Quote:
Originally Posted by Capsinurass
Not really what I was asking. I was asking why your peak number (2,906,312) from the data you have is different to the peak data that was displayed on the stats page (2,907,967) and also can I add,
|
It's not hard to assume that measuring a simple quantity, like users online at a given time, would be repeatable and indisputable. Fact is, though, it's not.
We show users the graph you linked to give them a feel for how busy the system is. It also shows our customers and partners how Steam might be growing, over time. It's a quick check to see the health of the system, as well--once you get used to the patterns. If we're near 1130 and the number of users online is substantially less than it was at 1130 yesterday, it's likely something has gone wrong.
The numbers I have are used operationally. I record what's going on with Steam once per minute, and save it in a database. The number of logged in users is just one of the statistics I record. We constantly measure about 3500 statistics, in fact -- though I only record about 15 right now. Those numbers tell me how many servers are up and how many I expect to be up; how many users are logged in, how many game servers are logged in, and so on.
Over time, I can go backwards through that recording to see how we're doing. If we didn't record data for a given minute, we must have been down, LOL! If the number of servers online doesn't match the number expected, the system is at least partially down. If the number of users seems odd, or is trending one way or another, it can tell me that there might be an external problem. For example, if our user count is a certain percentage less, but all the servers are online for that same moment, we might surmise that something is wrong with the network
outside of Steam. There are regional problems in the Internet all the time, throughout the day.
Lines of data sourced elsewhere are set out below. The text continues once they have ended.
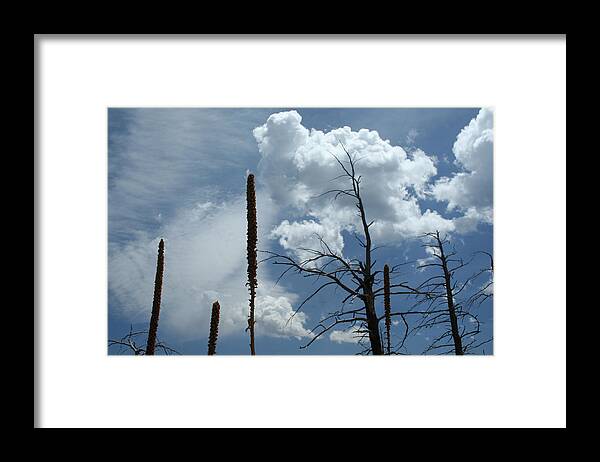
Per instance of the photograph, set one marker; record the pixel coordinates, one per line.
(300, 231)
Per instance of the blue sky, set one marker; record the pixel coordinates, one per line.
(179, 174)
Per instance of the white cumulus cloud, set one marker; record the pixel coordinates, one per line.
(298, 165)
(470, 190)
(204, 262)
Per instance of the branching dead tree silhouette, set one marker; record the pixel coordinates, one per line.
(445, 305)
(129, 342)
(387, 308)
(356, 278)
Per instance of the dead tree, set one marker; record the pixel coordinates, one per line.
(446, 304)
(160, 266)
(129, 343)
(214, 329)
(387, 307)
(356, 278)
(252, 239)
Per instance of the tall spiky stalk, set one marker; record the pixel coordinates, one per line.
(251, 253)
(214, 329)
(387, 308)
(160, 267)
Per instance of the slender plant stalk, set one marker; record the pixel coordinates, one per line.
(251, 254)
(387, 308)
(214, 329)
(160, 267)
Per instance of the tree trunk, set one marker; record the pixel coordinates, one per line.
(458, 350)
(160, 266)
(373, 324)
(214, 329)
(252, 239)
(387, 308)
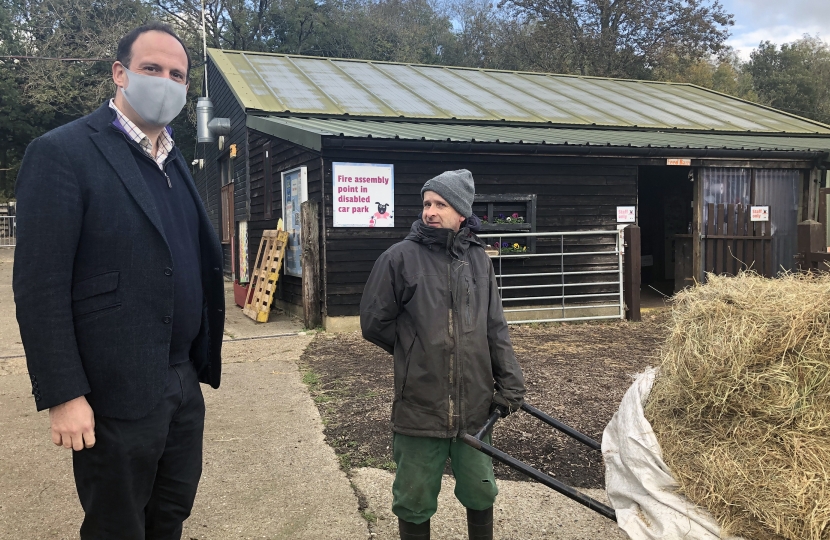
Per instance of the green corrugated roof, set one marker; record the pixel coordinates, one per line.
(302, 85)
(309, 132)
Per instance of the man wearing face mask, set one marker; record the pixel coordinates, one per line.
(120, 296)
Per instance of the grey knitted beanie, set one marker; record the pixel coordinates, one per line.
(456, 187)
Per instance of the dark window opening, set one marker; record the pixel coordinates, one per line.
(268, 180)
(509, 214)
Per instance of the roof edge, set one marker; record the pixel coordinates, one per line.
(547, 125)
(304, 138)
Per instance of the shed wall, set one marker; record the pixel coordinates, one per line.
(283, 156)
(207, 179)
(571, 195)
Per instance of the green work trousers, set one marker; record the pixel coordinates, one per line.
(421, 462)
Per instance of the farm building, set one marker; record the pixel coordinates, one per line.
(713, 182)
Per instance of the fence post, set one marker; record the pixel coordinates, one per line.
(311, 264)
(631, 272)
(811, 239)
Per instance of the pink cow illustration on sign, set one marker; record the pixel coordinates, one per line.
(380, 214)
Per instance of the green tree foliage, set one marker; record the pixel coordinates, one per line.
(622, 38)
(794, 77)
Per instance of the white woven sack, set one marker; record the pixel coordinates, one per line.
(640, 485)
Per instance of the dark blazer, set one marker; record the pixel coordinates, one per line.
(93, 273)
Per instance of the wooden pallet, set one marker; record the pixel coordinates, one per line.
(265, 275)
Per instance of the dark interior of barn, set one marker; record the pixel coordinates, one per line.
(665, 215)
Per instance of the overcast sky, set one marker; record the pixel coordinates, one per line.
(779, 21)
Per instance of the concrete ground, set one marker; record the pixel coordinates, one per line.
(268, 472)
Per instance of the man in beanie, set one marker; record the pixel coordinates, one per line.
(432, 301)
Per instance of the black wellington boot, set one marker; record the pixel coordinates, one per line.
(411, 531)
(480, 524)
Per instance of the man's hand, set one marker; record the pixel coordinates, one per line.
(73, 424)
(501, 404)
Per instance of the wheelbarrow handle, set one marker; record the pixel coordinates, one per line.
(541, 477)
(488, 425)
(564, 428)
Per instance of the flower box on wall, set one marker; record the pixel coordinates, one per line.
(506, 227)
(502, 212)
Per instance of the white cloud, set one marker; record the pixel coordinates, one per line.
(776, 21)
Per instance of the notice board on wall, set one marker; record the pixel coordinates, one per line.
(363, 194)
(294, 193)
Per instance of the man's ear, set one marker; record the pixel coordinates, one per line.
(119, 74)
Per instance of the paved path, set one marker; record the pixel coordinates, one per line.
(268, 472)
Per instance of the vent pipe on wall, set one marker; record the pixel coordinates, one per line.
(207, 127)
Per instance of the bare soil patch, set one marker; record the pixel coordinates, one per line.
(575, 372)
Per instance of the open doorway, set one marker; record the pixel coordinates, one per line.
(664, 200)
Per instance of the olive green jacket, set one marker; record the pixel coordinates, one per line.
(433, 302)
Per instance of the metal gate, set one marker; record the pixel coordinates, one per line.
(576, 276)
(8, 231)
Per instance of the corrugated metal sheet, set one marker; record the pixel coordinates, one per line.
(779, 189)
(309, 132)
(286, 84)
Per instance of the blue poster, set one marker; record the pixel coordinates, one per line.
(294, 193)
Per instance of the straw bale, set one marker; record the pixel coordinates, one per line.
(741, 405)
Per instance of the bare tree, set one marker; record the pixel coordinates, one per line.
(623, 38)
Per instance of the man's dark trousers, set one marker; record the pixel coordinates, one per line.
(139, 480)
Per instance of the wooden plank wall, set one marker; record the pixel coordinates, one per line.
(207, 179)
(573, 194)
(284, 156)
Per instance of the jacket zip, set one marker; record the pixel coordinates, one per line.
(453, 335)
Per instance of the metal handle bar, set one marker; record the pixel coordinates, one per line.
(539, 476)
(566, 429)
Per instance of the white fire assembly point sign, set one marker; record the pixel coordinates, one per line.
(626, 214)
(364, 195)
(759, 213)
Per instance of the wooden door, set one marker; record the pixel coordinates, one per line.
(732, 242)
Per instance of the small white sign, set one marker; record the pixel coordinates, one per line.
(759, 213)
(363, 194)
(679, 162)
(625, 214)
(621, 233)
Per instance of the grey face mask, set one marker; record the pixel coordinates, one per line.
(158, 100)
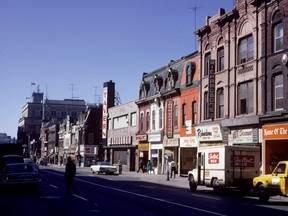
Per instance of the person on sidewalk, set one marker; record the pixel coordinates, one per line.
(141, 166)
(149, 167)
(173, 168)
(70, 172)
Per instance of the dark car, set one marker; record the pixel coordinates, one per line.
(20, 173)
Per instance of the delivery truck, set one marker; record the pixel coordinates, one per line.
(225, 166)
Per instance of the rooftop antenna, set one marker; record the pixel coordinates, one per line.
(96, 96)
(46, 91)
(194, 8)
(72, 91)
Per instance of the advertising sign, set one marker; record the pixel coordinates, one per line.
(209, 133)
(105, 110)
(211, 88)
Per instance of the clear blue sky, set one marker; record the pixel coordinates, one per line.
(56, 43)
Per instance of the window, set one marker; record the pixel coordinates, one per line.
(160, 118)
(278, 92)
(246, 49)
(246, 98)
(133, 119)
(90, 138)
(175, 113)
(206, 66)
(206, 105)
(141, 122)
(220, 103)
(194, 112)
(190, 71)
(278, 37)
(184, 112)
(153, 120)
(148, 120)
(220, 62)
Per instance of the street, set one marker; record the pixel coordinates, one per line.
(127, 195)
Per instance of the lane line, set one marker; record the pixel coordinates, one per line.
(50, 197)
(145, 196)
(82, 198)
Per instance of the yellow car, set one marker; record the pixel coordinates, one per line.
(272, 184)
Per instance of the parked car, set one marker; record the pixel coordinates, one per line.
(20, 173)
(103, 167)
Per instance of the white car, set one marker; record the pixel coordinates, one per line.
(103, 167)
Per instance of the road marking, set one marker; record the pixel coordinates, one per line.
(153, 198)
(145, 186)
(80, 197)
(50, 197)
(148, 197)
(214, 198)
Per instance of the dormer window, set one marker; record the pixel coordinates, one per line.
(172, 76)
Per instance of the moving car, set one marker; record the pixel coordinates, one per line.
(20, 173)
(103, 167)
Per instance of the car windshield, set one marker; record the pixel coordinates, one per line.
(9, 159)
(103, 163)
(15, 168)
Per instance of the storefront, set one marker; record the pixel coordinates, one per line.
(274, 145)
(209, 135)
(188, 154)
(171, 150)
(156, 152)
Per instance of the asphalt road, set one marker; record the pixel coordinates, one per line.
(127, 194)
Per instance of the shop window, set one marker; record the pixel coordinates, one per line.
(245, 98)
(278, 92)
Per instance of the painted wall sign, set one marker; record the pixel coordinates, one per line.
(211, 88)
(275, 131)
(188, 142)
(105, 110)
(209, 133)
(171, 142)
(244, 136)
(170, 118)
(141, 137)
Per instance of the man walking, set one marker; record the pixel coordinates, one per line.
(70, 172)
(173, 167)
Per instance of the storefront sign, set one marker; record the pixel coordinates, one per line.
(211, 88)
(141, 137)
(170, 118)
(171, 142)
(275, 131)
(143, 147)
(209, 133)
(188, 142)
(154, 138)
(244, 136)
(188, 124)
(104, 114)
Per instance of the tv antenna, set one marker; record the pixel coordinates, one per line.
(195, 8)
(96, 96)
(72, 91)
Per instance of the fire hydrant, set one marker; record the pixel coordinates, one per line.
(120, 167)
(167, 167)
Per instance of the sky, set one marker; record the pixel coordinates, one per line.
(69, 48)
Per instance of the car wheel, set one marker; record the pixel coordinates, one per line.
(192, 184)
(263, 194)
(216, 186)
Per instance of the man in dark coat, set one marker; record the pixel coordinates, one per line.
(70, 172)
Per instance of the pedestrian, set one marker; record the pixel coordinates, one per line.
(149, 167)
(141, 166)
(70, 172)
(173, 168)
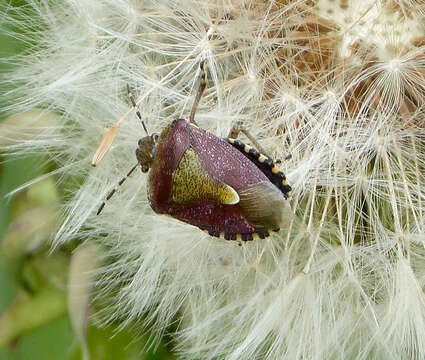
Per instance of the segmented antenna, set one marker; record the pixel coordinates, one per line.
(133, 103)
(202, 86)
(112, 192)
The numbers also trend over time. The peaks slowly rise during the winter and taper off during the summer. But the summer peaks this year were larger than last year, and by looking at the numbers and thinking about the features we want to implement, I can surmise what hardware I might need to buy in order to plan for upcoming load. This practice is called "
capacity planning".
These recordings, then, are pretty valuable information for us. Since the people who consume those numbers are engineers, like me, we understand that they have variance and noise. We know how they're recorded (since I wrote the code to do the recording), and we know what they mean over time.
The graph you see is, in a way, watered down. I'm sure there are people who will use the "statistics are lies!" cliche to jump to the conclusion that we're fudging the numbers, but the raw numbers are not very useful to anyone outside of Valve. One reason is something I already mentioned: noise.
The number of users online changes every second. In fact, it changes faster than it can be measured. There are more than a dozen servers which hold on to user's state when they're logged in. These servers each have a faction of the load, so we need to have each server report their individual total and sum that to know how many users are online.
The clocks on those servers aren't precisely in synch, and they're doing other work. If we wanted the report to happen once a minute, it would -- but not every server would report at exactly the same time. And by the time each server reported, the number would change because users constantly log in and log out. That means the actual count, when graphed as a line on a chart, is extremely bumpy and jaggy -- it's not a smooth ascending and descending number as represented there.
The smoothing that happens isn't a fabrication; it's necessary to make the data readable. The noise can be so substantial that it makes the graph unusable, even for the casual customer observing the number. Because of noise, the variance in the reported number might overwhelm any short-term trend. If one minute we report there are 1000 users online, and the next minute there are 980 users online, and the next minute there are 1010 users online, is the number of users online going up, or going down, or staying the same?
The core answer to your question, then, is that the data looks different because it
is different. For the number of users online, I record a maximum within the last minute, then write it to the database. For the chart, we do a bit different smoothing method to help eliminate noise and make trends more obvious. The difference you're observing is less than 0.05% by the way; it's really not substantial. In the physical world, very few measurements are this accurate.
Furthermore, the chart you see holds a little less than two days of history. Since we were asking for peaks that happened deeper in history than that, we have to turn to the recordings I made. Presumably, when load increases again, people will ask when the previous records were again. The only persistent reference for that data is my recording table (though, I guess, maybe there might be some other spot in Steam where we record a similar number...) so that's really the only way to answer the question.
I hope that helps; let me know if you have additional questions.